Here we take ${a}$ to be a fixed integer and ${b_1, b_2, \dots}$ a sequence of independent draws from some finitely supported measure ${\mu}$ on ${\mathbf{Z}}$. As a representative case, take ${a = 2}$ and ${\mu = u_{\{-1, 0, 1\}}}$ (uniform on ${\{-1, 0, 1\}}$).

Question 1 What is the mixing time of ${(X_n \bmod p)}$ in ${\mathbf{Z}/p\mathbf{Z}}$? That is, how large must we take ${n}$ before ${X_n}$ is approximately uniformly distributed in ${\mathbf{Z}/p\mathbf{Z}}$?

This question was asked by Chung, Diaconis, and Graham (1987), who were motivated by pseudorandom number generation. The best-studied pseudorandom number generators are the linear congruential generators, which repeatedly apply an affine map ${x\mapsto ax+b \bmod p}$. These go back to Lehmer (1949), whose parameters ${a}$ and ${b}$ were also subject to some randomness (from MathSciNet, “The author’s proposal for generating a sequence of `random’ 8 decimal numbers ${u_n}$ is to start with some number ${u_0\neq 0}$, multiply it by 23, and subtract the two digit overflow on the left from the two right hand digits to obtain a new number ${u_1}$.”) The process ${(X_n)}$ defined above is an idealized model: we assume the increment ${b}$ develops under some external perfect randomness, and we are concerned with the resulting randomness of the iterates.
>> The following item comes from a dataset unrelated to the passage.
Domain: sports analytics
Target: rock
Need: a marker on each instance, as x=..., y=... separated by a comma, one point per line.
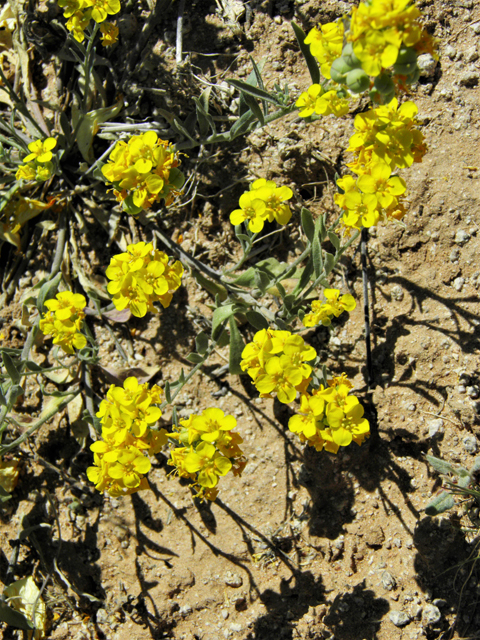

My own interest arises differently. The distribution of ${X_n}$ can be thought of as the image of ${a}$ under the random polynomial

$\displaystyle P_n(X) = X^n + b_1 X^{n-1} + \cdots + b_n,.$

In particular, ${X_n \bmod p = 0}$ if and only if ${a}$ is a root of ${P_n}$. Thus the distribution of ${X_n \bmod p}$ is closely related to the roots of a random polynomial (of high degree) mod ${p}$. There are many basic and difficult questions about random polynomials: are they irreducible, what are their Galois groups, etc. But these are questions for another day (I hope!).

Returning to Question 1, in the representative case ${a = 2}$ and ${\mu = u_{\{-1, 0, 1\}}}$, CDG proved the following results (with a lot of clever Fourier analysis):

1. The mixing time is at least

$\displaystyle (1+o(1)) \log_2 p.$

This is obvious: ${X_n}$ is supported on a set of size ${O(2^n)}$, and if ${n \leq (1-\varepsilon) \log_2 p}$ then ${2^n \leq p^{1-\varepsilon}}$, so at best ${X_n}$ is spread out over a set of size ${p^{1-\varepsilon}}$.

2. The mixing time is never worse than

$\displaystyle C \log p \log \log p.$

3. Occasionally, e.g., if ${p}$ is a Mersenne prime, or more generally if ${a}$ has small order mod ${p}$ (or even roughly small order, suitably defined), the mixing time really is as bad as that.
4. For almost all odd ${p}$ the mixing time is less than

$\displaystyle 1.02 \log_2 p.$

You would be forgiven for guessing that ${1.02}$ can be replaced with ${1+o(1)}$ with more careful analysis, but you would be wrong! In 2009, Hildebrand proved that for all ${p}$ the mixing time of ${X_n \bmod p}$ is at least

$\displaystyle 1.004 \log_2 p.$

Therefore the mixing time of ${X_n \bmod p}$ is typically slightly more than ${\log_2 p}$. What is going on here? What is the answer exactly?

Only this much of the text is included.